A study conducted by the Federal Reserve Bank of New York says homebuyers with student loans are less likely to take out mortgages than their counterparts.

student-loans

Student loan debt is big; in fact, it would be more accurate to label student loan debt as massive, or better yet, gargantuan. At a whopping $966 billion, according to the latest numbers from the FRBNY Consumer Credit Panel, student loan debt is now the second-highest form of debt in the U.S., with only mortgage debt being higher. That’s right – student loan debt now exceeds credit card card debt!

In some ways, that is hardly surprising. After all, the cost of college has risen exponentially in recent years, so it’d make sense that student borrowing to cover the costs would rise in tune; however, a new study by the Federal Reserve Bank of New York has uncovered some troubling indicators on how student loan debt influences consumer behaviors – specifically, how it shapes homebuying decisions among young professionals.

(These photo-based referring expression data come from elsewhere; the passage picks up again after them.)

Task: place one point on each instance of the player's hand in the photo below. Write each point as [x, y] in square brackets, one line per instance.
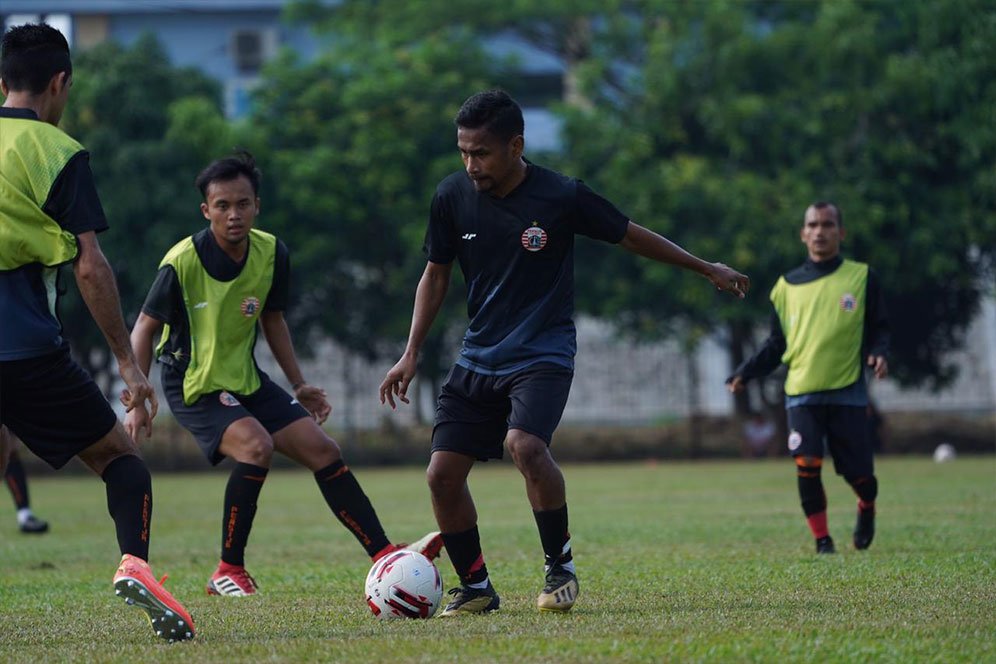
[138, 390]
[879, 366]
[314, 401]
[397, 380]
[138, 420]
[727, 279]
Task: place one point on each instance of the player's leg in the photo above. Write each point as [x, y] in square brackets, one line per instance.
[17, 481]
[807, 432]
[538, 396]
[853, 457]
[223, 427]
[33, 390]
[471, 424]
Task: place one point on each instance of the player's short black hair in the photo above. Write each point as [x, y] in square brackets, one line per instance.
[31, 55]
[820, 205]
[230, 168]
[494, 111]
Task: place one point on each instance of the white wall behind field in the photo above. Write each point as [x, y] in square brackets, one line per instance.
[618, 382]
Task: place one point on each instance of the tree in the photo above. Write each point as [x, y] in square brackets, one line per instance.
[136, 114]
[724, 120]
[354, 143]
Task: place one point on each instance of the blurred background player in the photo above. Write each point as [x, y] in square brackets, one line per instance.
[511, 224]
[17, 482]
[759, 434]
[214, 288]
[50, 215]
[829, 320]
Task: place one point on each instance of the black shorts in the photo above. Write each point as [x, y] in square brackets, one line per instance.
[843, 430]
[52, 404]
[212, 413]
[475, 411]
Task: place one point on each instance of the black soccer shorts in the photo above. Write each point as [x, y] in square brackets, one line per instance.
[52, 404]
[475, 411]
[212, 413]
[843, 430]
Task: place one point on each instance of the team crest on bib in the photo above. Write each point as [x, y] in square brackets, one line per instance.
[250, 306]
[227, 399]
[795, 440]
[534, 238]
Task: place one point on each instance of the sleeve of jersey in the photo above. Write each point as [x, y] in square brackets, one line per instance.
[877, 333]
[597, 218]
[440, 237]
[279, 294]
[73, 201]
[767, 358]
[164, 301]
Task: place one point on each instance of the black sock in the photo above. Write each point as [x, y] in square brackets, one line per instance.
[554, 535]
[241, 495]
[346, 499]
[129, 501]
[464, 550]
[17, 482]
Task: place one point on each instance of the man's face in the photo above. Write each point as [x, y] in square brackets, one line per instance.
[231, 207]
[821, 233]
[489, 161]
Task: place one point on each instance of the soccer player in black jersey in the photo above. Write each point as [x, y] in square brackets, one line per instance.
[511, 226]
[829, 318]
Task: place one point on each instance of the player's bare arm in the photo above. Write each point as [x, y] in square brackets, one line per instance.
[277, 335]
[429, 296]
[100, 292]
[644, 242]
[880, 367]
[137, 421]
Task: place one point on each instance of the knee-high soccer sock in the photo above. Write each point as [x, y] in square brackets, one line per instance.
[555, 537]
[866, 488]
[812, 495]
[351, 506]
[129, 501]
[241, 495]
[464, 550]
[17, 482]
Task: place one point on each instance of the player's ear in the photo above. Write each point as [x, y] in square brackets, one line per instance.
[518, 144]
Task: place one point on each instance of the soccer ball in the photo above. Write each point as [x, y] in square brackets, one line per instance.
[404, 584]
[944, 452]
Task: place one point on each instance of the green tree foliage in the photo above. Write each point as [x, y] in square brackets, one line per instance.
[355, 143]
[148, 127]
[717, 123]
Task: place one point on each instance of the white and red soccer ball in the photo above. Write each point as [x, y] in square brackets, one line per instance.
[404, 584]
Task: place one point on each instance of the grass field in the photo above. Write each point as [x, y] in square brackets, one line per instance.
[677, 562]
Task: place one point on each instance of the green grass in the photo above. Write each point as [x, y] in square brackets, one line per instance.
[677, 562]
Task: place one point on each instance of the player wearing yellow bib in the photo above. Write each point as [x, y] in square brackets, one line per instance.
[50, 215]
[829, 321]
[213, 291]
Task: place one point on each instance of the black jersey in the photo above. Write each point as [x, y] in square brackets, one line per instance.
[165, 299]
[517, 257]
[30, 326]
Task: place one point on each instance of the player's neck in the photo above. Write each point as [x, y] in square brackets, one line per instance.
[515, 178]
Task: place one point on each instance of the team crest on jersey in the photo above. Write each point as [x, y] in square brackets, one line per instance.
[795, 440]
[250, 306]
[534, 238]
[227, 399]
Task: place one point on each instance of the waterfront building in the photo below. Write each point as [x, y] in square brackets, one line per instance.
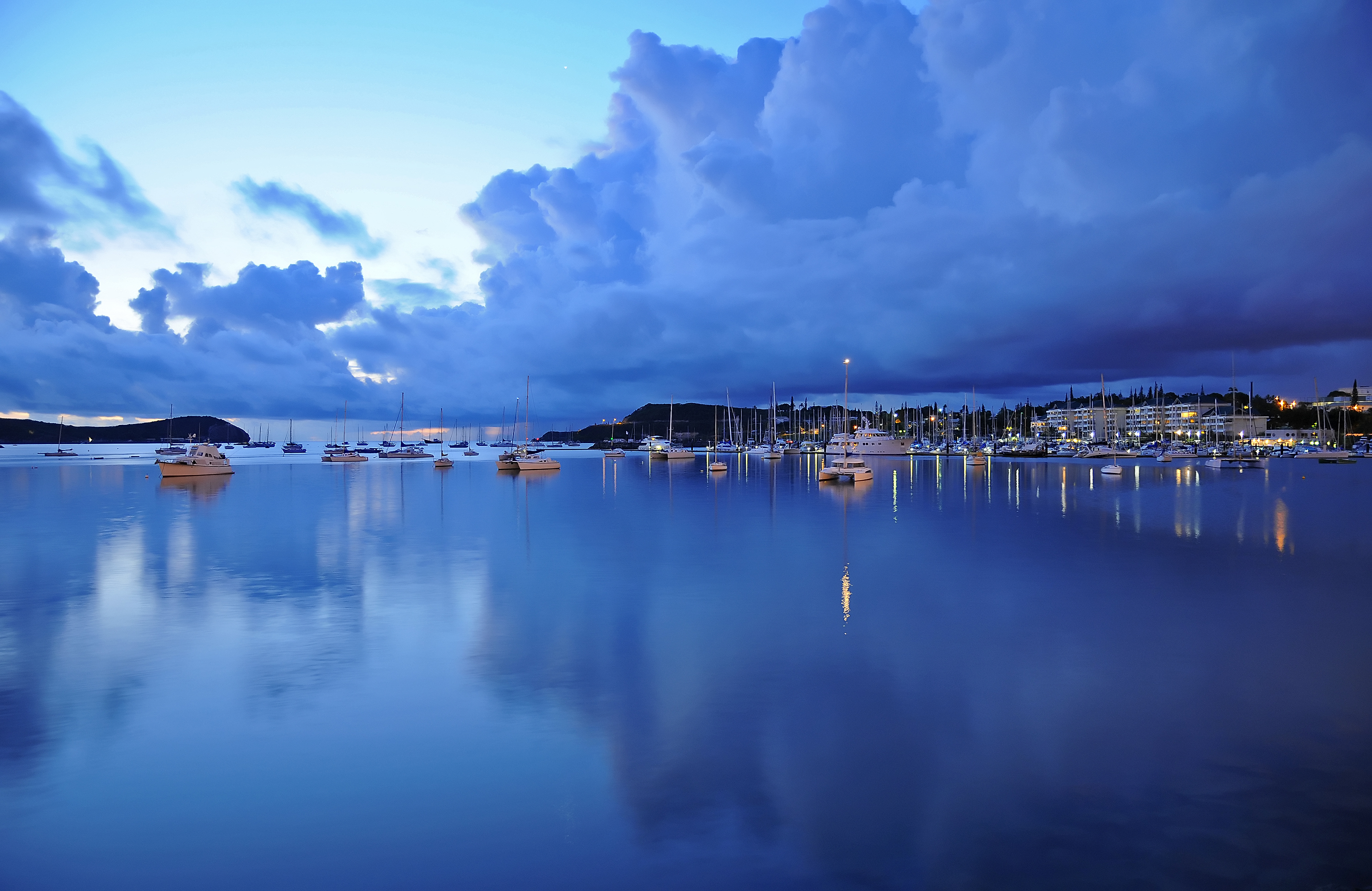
[1088, 423]
[1231, 424]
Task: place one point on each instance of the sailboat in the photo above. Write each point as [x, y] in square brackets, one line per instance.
[851, 469]
[1113, 467]
[171, 448]
[717, 465]
[342, 455]
[773, 452]
[612, 452]
[522, 458]
[69, 454]
[977, 458]
[405, 451]
[442, 461]
[673, 451]
[291, 446]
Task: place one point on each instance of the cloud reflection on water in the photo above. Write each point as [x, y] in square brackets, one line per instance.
[1029, 680]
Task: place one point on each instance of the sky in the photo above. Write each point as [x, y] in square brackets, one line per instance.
[261, 210]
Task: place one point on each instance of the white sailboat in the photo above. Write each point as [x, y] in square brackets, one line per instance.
[772, 452]
[612, 452]
[848, 467]
[343, 455]
[1113, 467]
[405, 451]
[68, 454]
[671, 451]
[442, 462]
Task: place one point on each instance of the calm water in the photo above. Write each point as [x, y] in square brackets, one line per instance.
[623, 676]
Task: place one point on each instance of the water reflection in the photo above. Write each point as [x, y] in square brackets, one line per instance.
[202, 488]
[1046, 684]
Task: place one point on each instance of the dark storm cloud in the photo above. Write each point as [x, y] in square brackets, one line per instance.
[284, 302]
[39, 283]
[338, 227]
[40, 184]
[1003, 195]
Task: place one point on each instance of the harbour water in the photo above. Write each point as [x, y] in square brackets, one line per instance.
[633, 675]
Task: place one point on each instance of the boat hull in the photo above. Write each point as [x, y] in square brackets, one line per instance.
[548, 465]
[847, 476]
[172, 469]
[894, 446]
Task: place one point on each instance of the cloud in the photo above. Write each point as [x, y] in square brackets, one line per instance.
[338, 227]
[1008, 195]
[289, 302]
[984, 194]
[40, 184]
[38, 283]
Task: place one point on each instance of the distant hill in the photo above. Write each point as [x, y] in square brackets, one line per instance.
[692, 422]
[202, 427]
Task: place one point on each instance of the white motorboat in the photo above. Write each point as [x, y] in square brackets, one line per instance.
[202, 461]
[869, 441]
[343, 458]
[522, 459]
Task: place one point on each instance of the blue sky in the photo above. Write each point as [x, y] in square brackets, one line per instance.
[1010, 197]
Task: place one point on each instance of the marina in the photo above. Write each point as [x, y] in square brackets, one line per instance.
[833, 701]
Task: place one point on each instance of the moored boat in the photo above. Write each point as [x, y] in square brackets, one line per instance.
[202, 461]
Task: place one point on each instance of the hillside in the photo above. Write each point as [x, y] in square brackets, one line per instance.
[190, 426]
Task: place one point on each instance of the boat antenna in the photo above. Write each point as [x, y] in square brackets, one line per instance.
[846, 407]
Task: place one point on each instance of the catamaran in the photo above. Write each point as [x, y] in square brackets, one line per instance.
[204, 461]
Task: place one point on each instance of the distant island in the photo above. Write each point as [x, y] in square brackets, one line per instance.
[199, 427]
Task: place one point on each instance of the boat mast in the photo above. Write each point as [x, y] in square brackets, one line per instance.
[846, 408]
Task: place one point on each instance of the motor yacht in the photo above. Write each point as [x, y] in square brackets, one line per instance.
[202, 461]
[869, 441]
[523, 459]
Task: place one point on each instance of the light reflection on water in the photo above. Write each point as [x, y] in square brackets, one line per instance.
[633, 675]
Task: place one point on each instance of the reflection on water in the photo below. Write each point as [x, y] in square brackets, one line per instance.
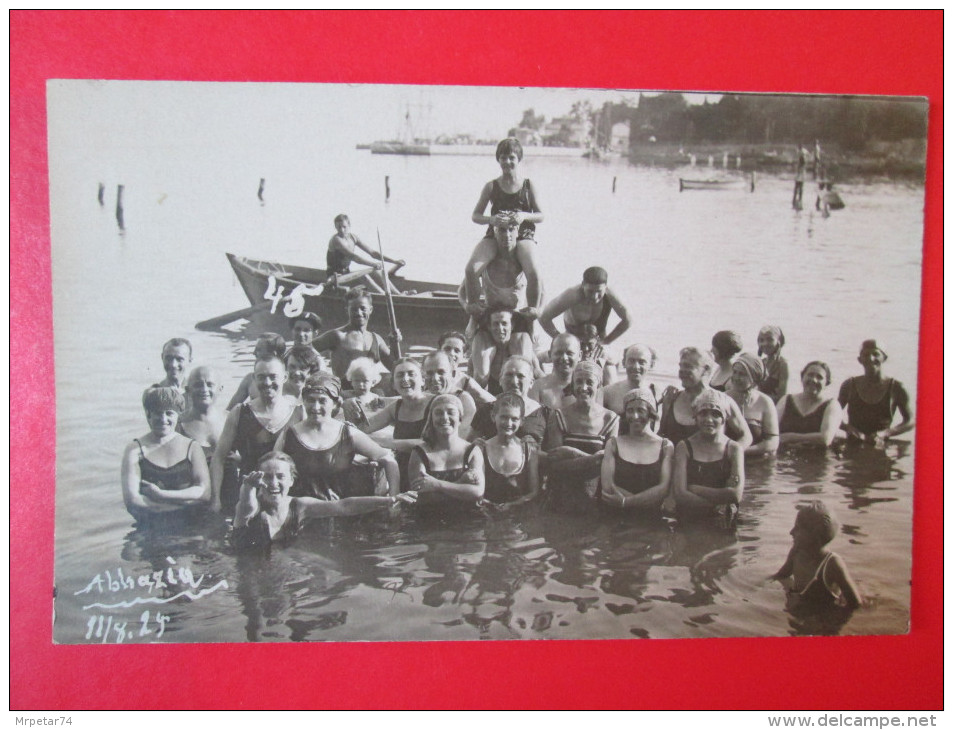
[534, 575]
[693, 263]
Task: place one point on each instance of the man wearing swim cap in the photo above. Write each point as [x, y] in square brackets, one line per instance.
[588, 303]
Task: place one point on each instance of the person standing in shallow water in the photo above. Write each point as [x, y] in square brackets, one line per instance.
[354, 340]
[176, 358]
[163, 471]
[709, 467]
[323, 448]
[813, 574]
[590, 302]
[747, 372]
[806, 417]
[637, 360]
[637, 466]
[555, 389]
[575, 441]
[253, 427]
[872, 400]
[770, 342]
[678, 418]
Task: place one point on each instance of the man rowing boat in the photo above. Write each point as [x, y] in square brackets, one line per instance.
[343, 249]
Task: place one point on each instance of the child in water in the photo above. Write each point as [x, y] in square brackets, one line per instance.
[812, 573]
[266, 514]
[204, 419]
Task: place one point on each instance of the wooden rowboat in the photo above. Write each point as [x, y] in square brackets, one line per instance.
[424, 309]
[736, 183]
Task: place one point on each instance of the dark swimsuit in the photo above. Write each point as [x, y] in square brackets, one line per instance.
[817, 591]
[502, 488]
[522, 200]
[870, 417]
[322, 473]
[442, 505]
[256, 533]
[174, 478]
[712, 474]
[407, 430]
[533, 427]
[600, 322]
[635, 478]
[794, 421]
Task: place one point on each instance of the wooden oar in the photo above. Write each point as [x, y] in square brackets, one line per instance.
[390, 297]
[223, 319]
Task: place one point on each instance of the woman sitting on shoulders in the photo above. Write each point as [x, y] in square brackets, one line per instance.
[806, 417]
[407, 414]
[511, 463]
[323, 448]
[575, 441]
[678, 419]
[709, 467]
[724, 346]
[872, 400]
[637, 466]
[266, 513]
[747, 372]
[445, 469]
[163, 471]
[253, 428]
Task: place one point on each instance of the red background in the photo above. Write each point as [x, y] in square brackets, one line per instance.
[857, 52]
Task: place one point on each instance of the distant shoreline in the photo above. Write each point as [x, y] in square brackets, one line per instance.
[903, 160]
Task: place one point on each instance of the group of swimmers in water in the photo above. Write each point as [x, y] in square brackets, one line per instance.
[316, 430]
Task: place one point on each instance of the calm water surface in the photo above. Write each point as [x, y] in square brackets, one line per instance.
[688, 264]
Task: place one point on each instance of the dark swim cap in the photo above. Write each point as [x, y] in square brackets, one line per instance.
[816, 519]
[595, 275]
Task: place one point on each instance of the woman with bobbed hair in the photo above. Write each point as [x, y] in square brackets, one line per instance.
[806, 417]
[323, 448]
[724, 346]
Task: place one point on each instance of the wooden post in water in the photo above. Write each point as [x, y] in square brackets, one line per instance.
[119, 216]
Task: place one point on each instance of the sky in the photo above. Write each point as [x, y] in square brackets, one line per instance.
[486, 112]
[137, 113]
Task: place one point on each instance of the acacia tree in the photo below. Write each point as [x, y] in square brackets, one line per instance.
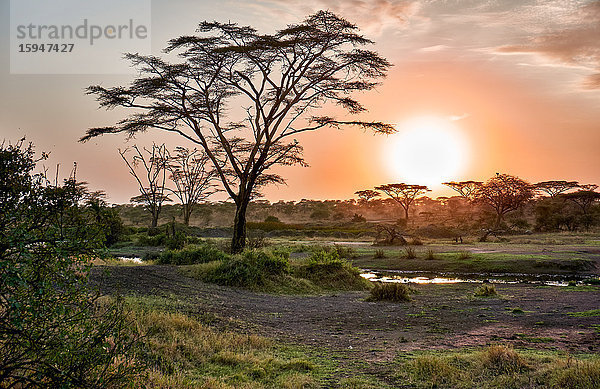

Student Loan Debt and Homeownership

The NY Fed followed a straightforward methodology in its research. Looking at consumers aged 30 (the median age of first-time homebuyers, according to research by NAR), the Fed compared homeownership rates between 30-year-olds with student det and without student debt from 2003 to the present day. Here’s what they found:

  • From 2003 to late 2011, 30-year-olds with student debt had a higher homeownership rate than those without debt.
  • The reasons for this are simple: those with student debt are generally better educated, and thus, privy to higher income jobs.
  • However, that divide has undergone a radical change in the last two years. Though both groups cut back on homeownership dramatically after the economy collapsed in 2008, student debt holders cut back on owning homes at twice the rate of non-debt holders, and by 2012, the homeownership rate for debt holders was 2 percentage powers lower than that of non-debt holders.

“Now, for the first time in at least ten years, thirty-year-olds with no history of student loans are more likely to have home-secured debt than those with a history of student loans,” wrote Meta Brown and Sydnee Caldwell for the Fed.

The Credit Score Crunch

So what can account for this enormous change in consumer behavior? Brown and Caldwell highlighted two possibilities, one obvious and another more insidious. First, they wrote that the Great Recession, and the damages it inflicted on the job market, caused consumers to cut back on their purchases and debt levels, so student debt holders, in that regard, were following common sense amidst economic uncertainty.

The second reason, though, is admittedly more troubling – that access to credit has dried up for student debt holders. Everyone knows that lending standards rose by quite a bit following 2008, but the Fed’s research shows that they rose in particular for student debt holders, to the point that credit is now tougher to attain for them, than non-debt holders (see the chart below).

Millennials, as we’ve written before, are crucial to the long-term health of the housing market, so we’ll have to track these numbers and see how they develop in the coming months as the economy continues to improve.